À Charlottesville, je suis à 10 minutes en voiture de Monticello, l’ancienne plantation de Thomas Jefferson, père fondateur des États-Unis. Devenue un musée, cette villa d’inspiration italienne, bâtie au sommet d’une colline, accueille aujourd’hui des touristes du monde entier. Or moi, je ne peux me rendre à Monticello sans penser aux esclaves noirs qui y ont habité, travaillé. J’ai l’impression que le spectre de l’esclavage continue de rôder dans les rues de ce domaine. Ce sentiment s’est renforcé lorsque j’ai assisté aux commémorations du premier anniversaire des événements de Charlottesville. À cette occasion, j'y ai fait la connaissance d’une descendante des enfants nés de l’union entre Jefferson et Sally Hemings, qui fut la maîtresse et l’esclave de cet homme éminent. Depuis, j’associe Monticello, symbole de l’esclavagisme étasunien, à la brutalité des suprémacistes racistes qu’on a vue à l’œuvre à Charlottesville. Ils ont défilé dans nos rues, aux cris de « l’Amérique nous appartient ». C’est ce rapprochement spontané des deux histoires qui m’a conduit à faire dans mon récit de Monticello le lieu de ralliement des protagonistes noirs, chassés de leurs foyers. 

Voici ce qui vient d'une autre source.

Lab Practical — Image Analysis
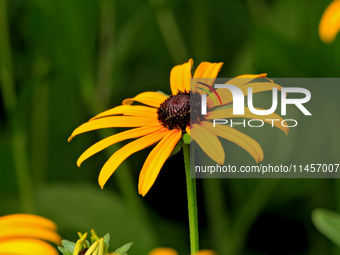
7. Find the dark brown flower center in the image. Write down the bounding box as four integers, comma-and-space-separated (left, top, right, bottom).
157, 91, 202, 131
78, 248, 88, 255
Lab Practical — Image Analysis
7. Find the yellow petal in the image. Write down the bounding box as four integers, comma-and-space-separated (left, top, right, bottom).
0, 214, 57, 230
91, 105, 157, 120
170, 59, 193, 95
123, 91, 167, 107
190, 124, 225, 165
206, 107, 289, 135
194, 62, 223, 88
148, 248, 178, 255
200, 121, 263, 163
138, 129, 182, 196
68, 116, 158, 141
207, 82, 281, 109
98, 128, 168, 188
319, 0, 340, 43
227, 73, 267, 86
185, 126, 190, 135
77, 124, 163, 166
0, 238, 58, 255
0, 226, 61, 244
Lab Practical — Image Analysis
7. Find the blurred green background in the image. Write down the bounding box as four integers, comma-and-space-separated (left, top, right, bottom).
0, 0, 340, 255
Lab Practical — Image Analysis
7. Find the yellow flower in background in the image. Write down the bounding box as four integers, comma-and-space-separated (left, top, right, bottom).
0, 214, 61, 255
148, 248, 216, 255
319, 0, 340, 43
69, 59, 288, 196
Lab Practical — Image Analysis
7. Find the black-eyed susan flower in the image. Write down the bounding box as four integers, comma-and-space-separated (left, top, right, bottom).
319, 0, 340, 43
0, 214, 61, 255
148, 247, 216, 255
69, 59, 287, 196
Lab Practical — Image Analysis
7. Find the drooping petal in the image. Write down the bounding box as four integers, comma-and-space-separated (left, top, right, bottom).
0, 225, 61, 244
190, 124, 225, 165
194, 62, 223, 88
122, 91, 167, 107
227, 73, 267, 86
68, 116, 158, 141
185, 126, 190, 135
98, 128, 168, 188
206, 107, 289, 135
0, 214, 57, 230
138, 129, 182, 196
0, 238, 58, 255
77, 123, 163, 166
319, 0, 340, 43
207, 82, 281, 109
91, 105, 157, 120
148, 248, 178, 255
170, 59, 193, 95
200, 121, 263, 163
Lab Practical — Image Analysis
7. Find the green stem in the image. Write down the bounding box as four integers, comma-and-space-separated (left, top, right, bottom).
183, 144, 199, 254
0, 0, 34, 213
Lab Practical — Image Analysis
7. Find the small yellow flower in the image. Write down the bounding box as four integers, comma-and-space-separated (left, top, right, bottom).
319, 0, 340, 43
0, 214, 61, 255
69, 59, 288, 196
148, 248, 216, 255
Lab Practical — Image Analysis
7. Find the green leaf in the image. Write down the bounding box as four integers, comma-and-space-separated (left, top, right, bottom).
183, 133, 190, 144
103, 233, 110, 249
114, 242, 133, 255
61, 240, 76, 253
37, 183, 157, 255
312, 208, 340, 246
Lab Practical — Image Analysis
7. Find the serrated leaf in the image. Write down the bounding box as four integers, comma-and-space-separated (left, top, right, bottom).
58, 246, 73, 255
182, 133, 191, 144
61, 239, 76, 253
312, 208, 340, 246
170, 139, 183, 157
114, 242, 133, 255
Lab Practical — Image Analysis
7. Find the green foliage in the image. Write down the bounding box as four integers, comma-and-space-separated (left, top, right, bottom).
0, 0, 340, 255
114, 242, 133, 255
312, 208, 340, 246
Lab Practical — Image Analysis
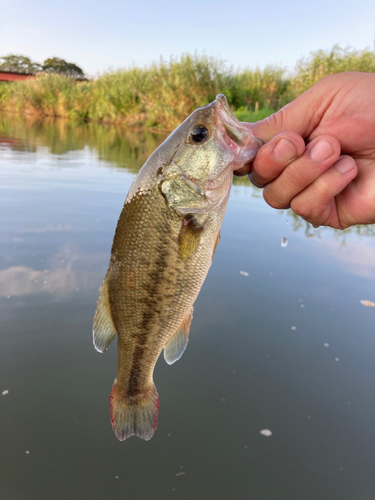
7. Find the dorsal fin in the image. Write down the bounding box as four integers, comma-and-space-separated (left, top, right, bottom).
164, 308, 193, 365
92, 274, 117, 352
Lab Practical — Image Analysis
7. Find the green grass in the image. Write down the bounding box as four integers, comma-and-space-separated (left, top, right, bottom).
234, 107, 275, 123
0, 46, 375, 131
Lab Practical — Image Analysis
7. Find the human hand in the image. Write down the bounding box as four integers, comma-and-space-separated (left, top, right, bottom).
238, 72, 375, 229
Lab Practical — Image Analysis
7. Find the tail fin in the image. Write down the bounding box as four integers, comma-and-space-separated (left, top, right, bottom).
109, 381, 159, 441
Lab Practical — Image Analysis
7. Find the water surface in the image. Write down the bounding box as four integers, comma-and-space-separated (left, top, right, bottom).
0, 116, 375, 500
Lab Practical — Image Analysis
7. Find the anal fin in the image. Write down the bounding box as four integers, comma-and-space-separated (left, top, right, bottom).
164, 308, 193, 365
92, 274, 117, 352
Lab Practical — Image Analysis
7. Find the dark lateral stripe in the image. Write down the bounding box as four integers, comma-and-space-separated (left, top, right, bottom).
128, 219, 170, 396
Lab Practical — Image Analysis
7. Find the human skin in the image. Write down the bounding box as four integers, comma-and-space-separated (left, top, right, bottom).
235, 72, 375, 229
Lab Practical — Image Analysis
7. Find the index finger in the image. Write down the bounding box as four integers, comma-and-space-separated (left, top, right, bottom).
235, 131, 305, 187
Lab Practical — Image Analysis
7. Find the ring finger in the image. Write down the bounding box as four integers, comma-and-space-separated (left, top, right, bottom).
263, 135, 340, 209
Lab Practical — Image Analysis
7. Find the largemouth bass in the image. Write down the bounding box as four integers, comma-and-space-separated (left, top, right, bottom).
93, 95, 262, 441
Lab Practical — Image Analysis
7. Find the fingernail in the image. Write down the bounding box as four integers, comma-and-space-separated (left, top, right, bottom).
273, 139, 297, 162
310, 139, 333, 163
335, 156, 355, 174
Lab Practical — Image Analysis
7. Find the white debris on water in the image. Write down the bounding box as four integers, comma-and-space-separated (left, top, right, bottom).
260, 429, 272, 437
360, 300, 375, 307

Au point de faire du nom du domaine le titre de votre livre…

My Monticello. Ce titre s’est imposé à moi parce que la protagoniste du roman Da’Naisha Love est une lointaine descendante du couple que Jefferson formait avec sa maîtresse noire Sally Hemings. Malgré ses liens familiaux, mon personnage n’a pas l’impression d’être chez elle dans le domaine de Monticello. Dans le roman, je raconte comment celle-ci se réapproprie ce passé, car Monticello n’appartient pas seulement à la postérité blanche de Jefferson, mais aussi aux esclaves qui ont vécu sur cette plantation et ont contribué à son épanouissement. Au fur et à mesure que nous avançons dans le récit, My Monticello devient Notre Monticello, reliant Jefferson, Sally Hemings, Da’Naisha Love et les autres personnages du roman. Noirs et Blancs sont reliés entre eux de manière inextricable dans le récit national américain, telle est une des leçons qu’on pourrait tirer de cette histoire.

L’Histoire est en fait le véritable sujet de votre roman. Qu'y cherchez-vous ?

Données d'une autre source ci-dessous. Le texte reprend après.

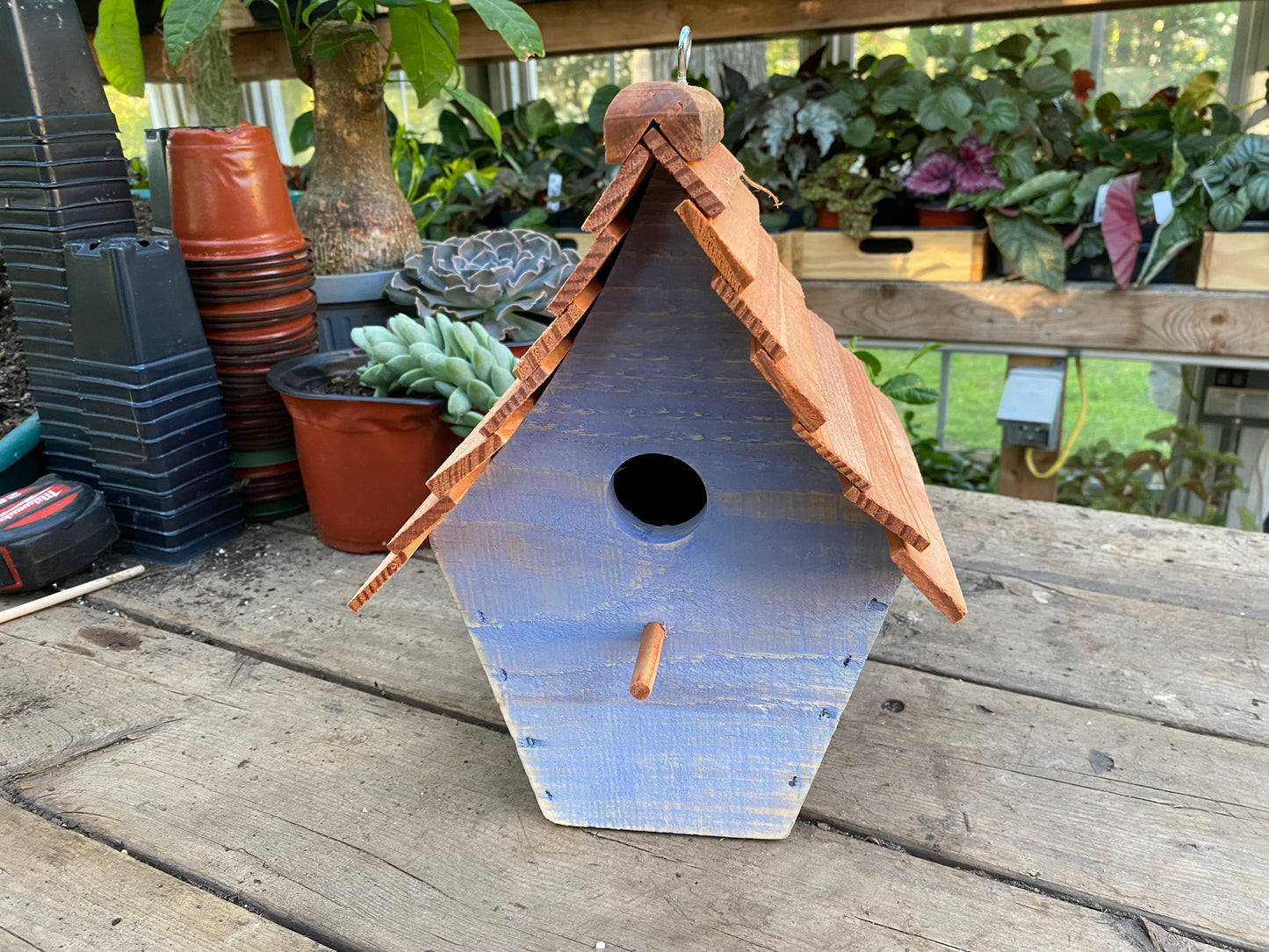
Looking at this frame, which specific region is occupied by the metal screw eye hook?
[679,26,692,85]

Lorsque j’étudiais l’histoire de l’Amérique, on m’a fait comprendre que celle des Noirs était au mieux une note de bas de page dans la glorieuse Histoire américaine, histoire avec un grand « H ». Cette vision est aujourd’hui en train de changer, mais non sans susciter quelques remous. Certains États des États-Unis sont allés jusqu’à édicter des lois avec le but de spolier les Noirs de leur passé, sans doute parce que la recherche de la vérité pourrait menacer le narratif historique dominant. Je cherche à comprendre qui est habilité à raconter le passé et quelle version du passé est privilégiée par nos institutions. Ce sont des questions qui se retrouvent au cœur des négociations que les peuples mènent avec le pouvoir. Je ne suis pas certaine que les narratifs qui emportent l’adhésion en fin de compte reflètent la vérité vraie de ce qui s’est passé. Tout cela est profondément troublant.

Mon nom dans le noir, par Jocelyn Nicole Johnson. Traduit par Sika Fakambi. 214 pages, 20,90 euros.